By GreenCompany | May 18, 2010
Often at odds with one another, Canadian forestry companies and environmental groups put their grudges aside to sign the largest ever conservation agreement. The agreement aims to conserve vast swathes of the Canadian boreal forest, the woodland caribou who live there and depend on it and to ensure that companies who are party to the agreement get an edge in the marketplace.
In total, twenty-one member companies of the FPAC – Forest Products Association of Canada, along with nine environmental groups have signed onto the Canadian Boreal Forest Agreement. This Canadian Boreal Forest Agreement covers 72 million hectares of public boreal forests which are currently licensed to Forest Products Association of Canada member companies.
Companies who are party to this agreement have pledged to maintain the very highest environmental standards for their forestry operations. In return, environmental groups will commit themselves to increased global recognition and support for FPAC environmental efforts.
The Canadian Boreal Forest Agreement calls for the suspension of any new logging in almost 29 million hectares of Boreal Forest. The aim here is to develop conservation plans for endangered caribou, while maintaining essential fiber supplies for uninterrupted mill operations. Furthermore, the current “Do Not Buy” campaigns lead by Canopy, ForestEthics and Greenpeace will be suspended while the Canadian Boreal Forest Agreement is in effect.
Avrim Lazar the President and CEO of FPAC says of the agreement, “FPAC member companies and their ENGO counterparts have turned the old paradigm on its head. Together we have identified a more intelligent, productive way to manage economic and environmental challenges in the Boreal that will reassure global buyers of our products’ sustainability.”
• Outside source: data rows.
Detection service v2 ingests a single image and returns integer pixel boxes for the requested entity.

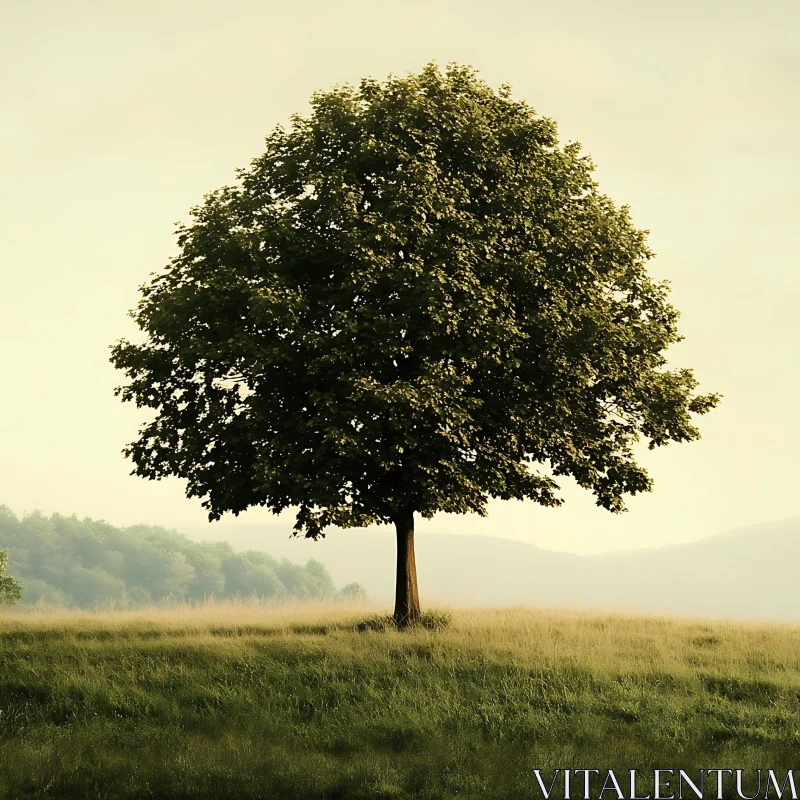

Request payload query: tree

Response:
[0,550,25,605]
[111,64,718,625]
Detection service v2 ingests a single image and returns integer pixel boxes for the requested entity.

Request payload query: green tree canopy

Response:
[112,64,718,621]
[0,550,25,605]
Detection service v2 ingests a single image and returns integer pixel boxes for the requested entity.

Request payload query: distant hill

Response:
[184,517,800,621]
[0,505,350,608]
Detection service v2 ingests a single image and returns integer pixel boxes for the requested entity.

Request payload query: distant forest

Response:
[0,506,363,608]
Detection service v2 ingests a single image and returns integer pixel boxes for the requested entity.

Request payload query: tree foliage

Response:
[0,506,339,608]
[112,65,718,537]
[0,550,25,605]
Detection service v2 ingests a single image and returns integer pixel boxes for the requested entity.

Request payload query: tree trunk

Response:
[394,511,420,628]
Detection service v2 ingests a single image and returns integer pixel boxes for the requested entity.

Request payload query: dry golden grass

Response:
[0,600,800,800]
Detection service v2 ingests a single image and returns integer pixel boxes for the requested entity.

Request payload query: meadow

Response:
[0,602,800,800]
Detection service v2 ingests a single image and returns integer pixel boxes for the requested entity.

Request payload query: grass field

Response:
[0,603,800,800]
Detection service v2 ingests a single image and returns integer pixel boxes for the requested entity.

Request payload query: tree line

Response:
[0,506,363,608]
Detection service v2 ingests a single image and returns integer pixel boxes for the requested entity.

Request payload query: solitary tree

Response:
[0,550,25,605]
[111,64,718,624]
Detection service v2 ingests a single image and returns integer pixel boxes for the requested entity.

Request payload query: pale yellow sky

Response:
[0,0,800,552]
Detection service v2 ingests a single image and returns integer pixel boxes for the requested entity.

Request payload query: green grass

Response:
[0,604,800,800]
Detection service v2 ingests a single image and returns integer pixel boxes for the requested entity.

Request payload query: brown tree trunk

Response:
[394,511,420,628]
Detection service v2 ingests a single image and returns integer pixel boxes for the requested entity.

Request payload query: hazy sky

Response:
[0,0,800,552]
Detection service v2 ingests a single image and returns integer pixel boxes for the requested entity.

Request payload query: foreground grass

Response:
[0,604,800,800]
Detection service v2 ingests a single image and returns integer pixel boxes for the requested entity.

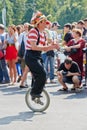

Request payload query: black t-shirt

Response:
[58,61,81,73]
[64,32,73,43]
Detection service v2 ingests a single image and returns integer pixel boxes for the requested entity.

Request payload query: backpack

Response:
[18,28,40,58]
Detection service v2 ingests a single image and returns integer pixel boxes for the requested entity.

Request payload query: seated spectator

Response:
[62,23,73,46]
[57,57,81,91]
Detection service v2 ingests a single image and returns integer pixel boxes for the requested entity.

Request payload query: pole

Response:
[2,0,6,26]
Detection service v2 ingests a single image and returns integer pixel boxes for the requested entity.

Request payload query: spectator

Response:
[65,29,85,75]
[58,57,81,91]
[5,25,18,84]
[0,24,10,83]
[62,23,73,46]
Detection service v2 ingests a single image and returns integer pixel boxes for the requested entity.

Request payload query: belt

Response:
[7,43,15,46]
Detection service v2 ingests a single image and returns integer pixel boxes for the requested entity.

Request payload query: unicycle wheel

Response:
[25,88,50,112]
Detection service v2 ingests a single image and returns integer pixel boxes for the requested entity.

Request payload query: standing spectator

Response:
[45,22,55,83]
[5,25,18,84]
[58,57,81,91]
[0,24,10,83]
[65,29,85,75]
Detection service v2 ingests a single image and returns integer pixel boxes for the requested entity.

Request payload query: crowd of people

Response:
[0,11,87,95]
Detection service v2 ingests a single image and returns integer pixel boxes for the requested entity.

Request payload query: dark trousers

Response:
[25,51,46,95]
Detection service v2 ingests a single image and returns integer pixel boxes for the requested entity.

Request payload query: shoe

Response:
[50,80,56,84]
[19,85,28,88]
[58,88,68,91]
[0,81,10,84]
[75,87,82,93]
[31,94,42,100]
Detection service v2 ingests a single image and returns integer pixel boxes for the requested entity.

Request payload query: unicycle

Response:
[25,88,50,112]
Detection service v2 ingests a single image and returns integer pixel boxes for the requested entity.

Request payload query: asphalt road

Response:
[0,73,87,130]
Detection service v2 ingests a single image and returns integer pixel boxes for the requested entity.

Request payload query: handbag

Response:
[64,39,78,56]
[0,50,4,59]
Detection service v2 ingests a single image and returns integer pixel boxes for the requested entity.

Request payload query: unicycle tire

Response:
[25,88,50,112]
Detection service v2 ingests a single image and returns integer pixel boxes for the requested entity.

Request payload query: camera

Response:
[82,47,87,53]
[62,71,68,76]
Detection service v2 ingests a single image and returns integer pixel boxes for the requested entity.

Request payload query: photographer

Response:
[57,57,81,91]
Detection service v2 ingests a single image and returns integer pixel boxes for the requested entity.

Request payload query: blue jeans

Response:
[41,53,47,64]
[45,56,54,80]
[0,59,10,81]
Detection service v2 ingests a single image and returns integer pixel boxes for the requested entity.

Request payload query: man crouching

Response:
[57,57,82,91]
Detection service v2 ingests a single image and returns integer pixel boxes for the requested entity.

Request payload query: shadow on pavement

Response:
[0,111,45,125]
[50,89,87,99]
[0,86,27,95]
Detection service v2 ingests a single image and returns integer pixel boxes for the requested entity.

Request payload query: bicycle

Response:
[25,88,50,112]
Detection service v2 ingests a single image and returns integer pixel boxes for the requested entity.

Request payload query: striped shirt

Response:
[26,28,46,50]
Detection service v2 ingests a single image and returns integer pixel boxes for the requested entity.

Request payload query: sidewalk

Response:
[0,75,87,130]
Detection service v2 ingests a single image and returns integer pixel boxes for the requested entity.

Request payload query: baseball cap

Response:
[64,23,72,29]
[52,22,60,27]
[0,24,5,29]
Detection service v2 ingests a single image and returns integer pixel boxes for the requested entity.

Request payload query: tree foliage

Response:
[0,0,87,26]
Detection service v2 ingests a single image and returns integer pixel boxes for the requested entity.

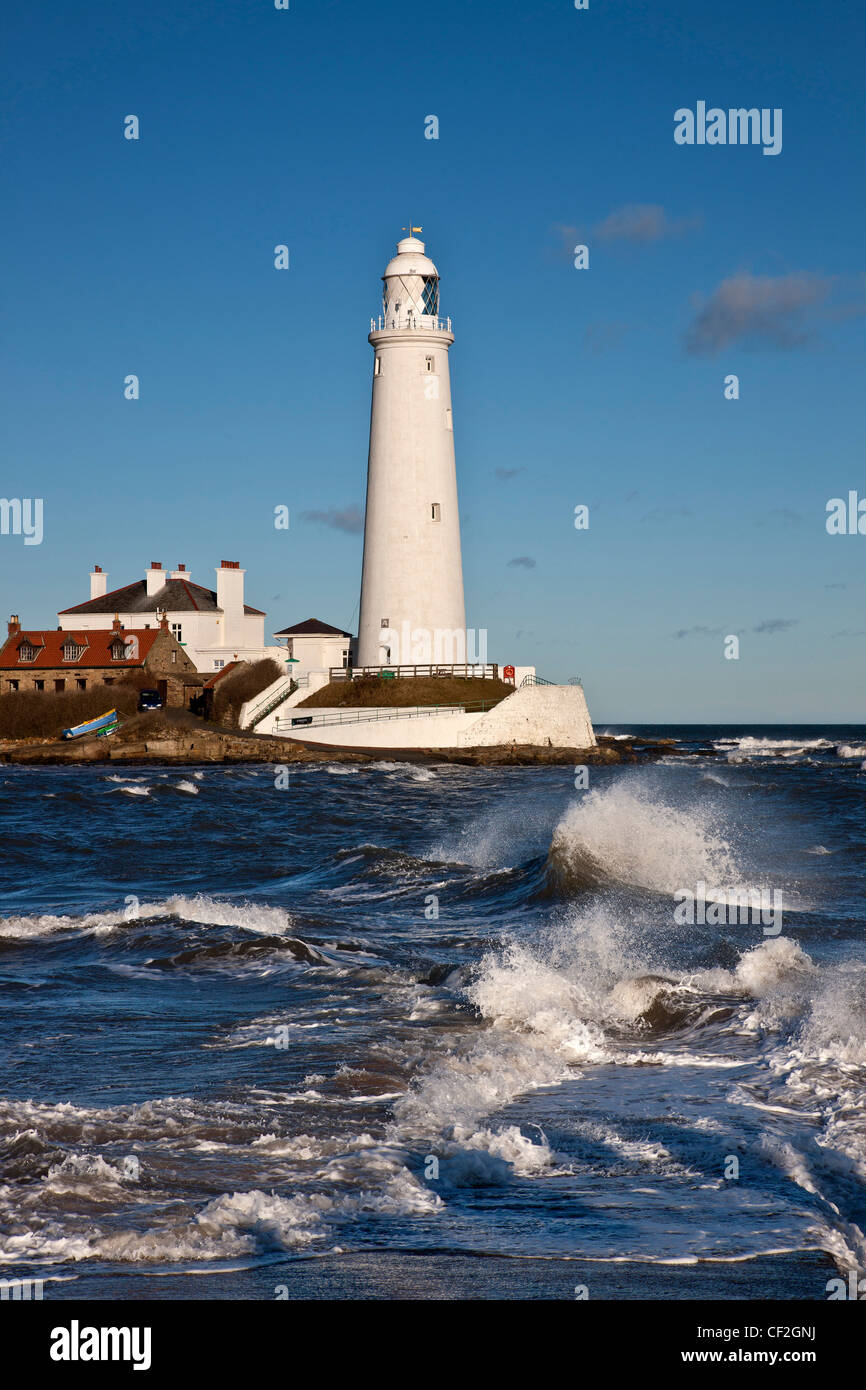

In Canada there has been years of hostility between forestry companies and environmental groups but this new agreement shows that even hardcore adversaries can come together for the sake of the environment and wild animals.
Both parties to the agreement are held to certain standards and practices that includes development and eventual implementation of a world leading set of practices for forestry management and harvesting practices, forest carbon management built around a full life cycle approach and for the establishment of networks of protected boreal forest areas to help assist with the recovery of various species of wildlife currently at risk. And for the environmental groups there will be increased support in economic terms for northern communities who depend on the forestry industry and new recognition of FPAC conservation methods in the wider global marketplace.
Some of the forestry companies taking part include LP Canada, Weyerhaeuser, Tolko Industries, West Fraser Timber Co., and Kruger Inc. amongst others. On the other side of the coin, environmental groups taking part includes the David Suzuki Foundation, Greenpeace, Canopy and the Canadian Boreal Initiative. The biggest winner of course is the environment and the animals that live there.